While he acknowledged that Munyenyezi's husband and mother had been indicted on genocide charges, he described Munyenyezi as a homebound mother who had spent the genocide months inside the family hotel caring for an infant daughter while pregnant with twins. The fact that Ntahobali and Nyiramasuhuko were convicted of crimes against humanity in 2011 is not allowed to be mentioned in Munyenyezi's trial. But each is serving a life sentence -- Ntahobali for committing murder and rape while leading a ruthless militia, Nyiramasuhuko for helping to organize the genocide, including systematic rape, as a cabinet minister in the Rwandan government.
Ruoff also held out a copy of Leave None to Tell the Story, a definitive account of the genocide written in part by one of the prosecution's expert witnesses. The book mentions Ntahobali and Nyiramasuhuko and their acts of genocide. It does not mention Munyenyezi.
As he continued, Ruoff painted Munyenyezi's 2010 indictment as part of an uncertain conspiracy that reached from the United States to Rwanda. After all, he pointed out, Munyenyezi was never accused of anything by anyone during more than a decade of investigations about Butare, the Hotel Ihuriro, and a roadblock that stood before it. After making numerous trips to Rwanda, how were U.S. investigators only now able to find eight "new perfect witnesses" for this trial? He urged the jury to be more skeptical of the accounts the Rwandans would give.
"They did what you can't," Ruoff said of the U.S. investigators and prosecutors. "[They] let their emotions cloud their judgment."
He told the American jurors that only they could guarantee justice.
"One of the greatest protections in our country," Ruoff said, "is that this is not a Rwandan kangaroo court."
During the two weeks of testimony that followed, Munyenyezi, 43, sat quietly at the defense table, often staring ahead into the middle distance. She dressed sharply and wore black-framed glasses. On some days, her hair was pulled back tight. When Timothy Longman, an expert on the Rwandan genocide called to testify by the prosecution, described Ntahobali as a "vicious leader of the killing crews," Munyenyezi discreetly wiped tears from her eyes.
During some courtroom recesses she wandered into the main hallway, near the painting of Lincoln. There, on the first days of the retrial, she stood with her three daughters - the oldest in college, the twins now high school seniors - and a brother, Jean-Marie Higiro. Higiro, who earned a Ph.D. from the University of Texas at Austin in the 1980s, was an opposition member of the Rwandan government when President Juvenal Habyarimana's plane was shot down over Kigale on April 6, 1994. That event triggered the genocide, and Higiro and his family were shuttled to safety in neighboring Burundi in a convoy flying U.S. flags.

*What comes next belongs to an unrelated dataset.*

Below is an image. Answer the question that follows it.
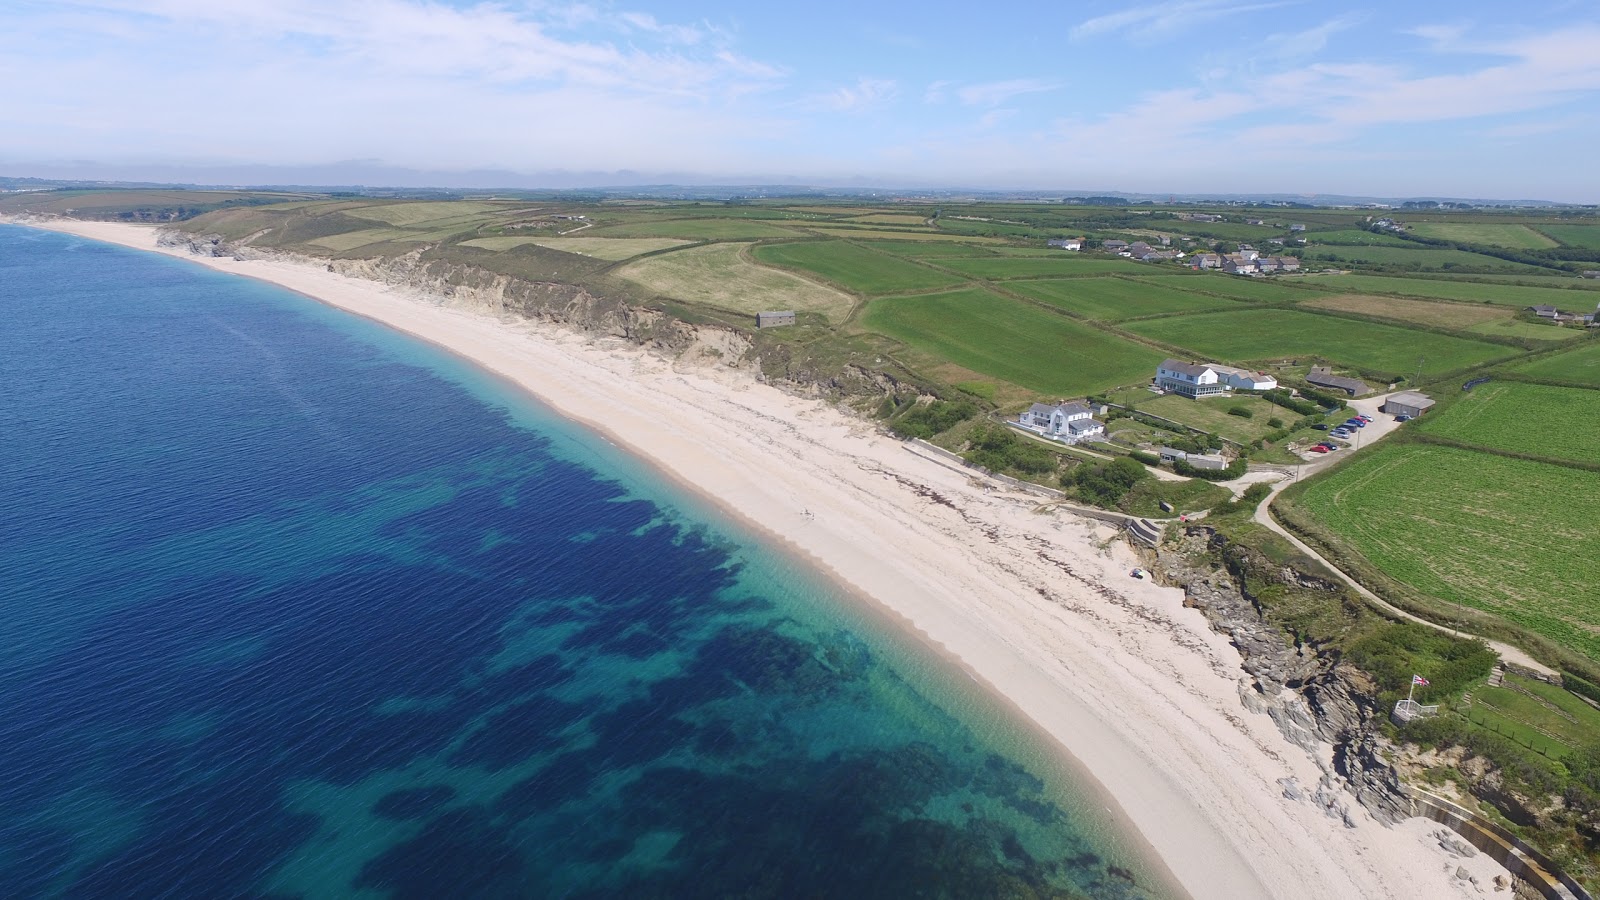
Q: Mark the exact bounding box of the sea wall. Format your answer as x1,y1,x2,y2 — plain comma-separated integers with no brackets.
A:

Higiro is now a tenured professor of communication in western Massachusetts, but he also is a political leader who has been affiliated with Rwandan rebel groups in the Congo. He is a critic of the Kagame government, and he has said that Munyenyezi and another sister, Prudence Kantengwa, who was convicted of immigration fraud in Boston last year, are being targeted because of his activities.
Back in the courtroom, prosecutors called three types of witnesses against Munyenyezi: experts on the genocide, who gave details of the violence; residents of Butare, who said they saw Munyenyezi do certain things before and during the genocide; and U.S. government officials, who explained the immigration process and Munyenyezi's statements while seeking refugee status in 1995 and gaining U.S. citizenship in 2003.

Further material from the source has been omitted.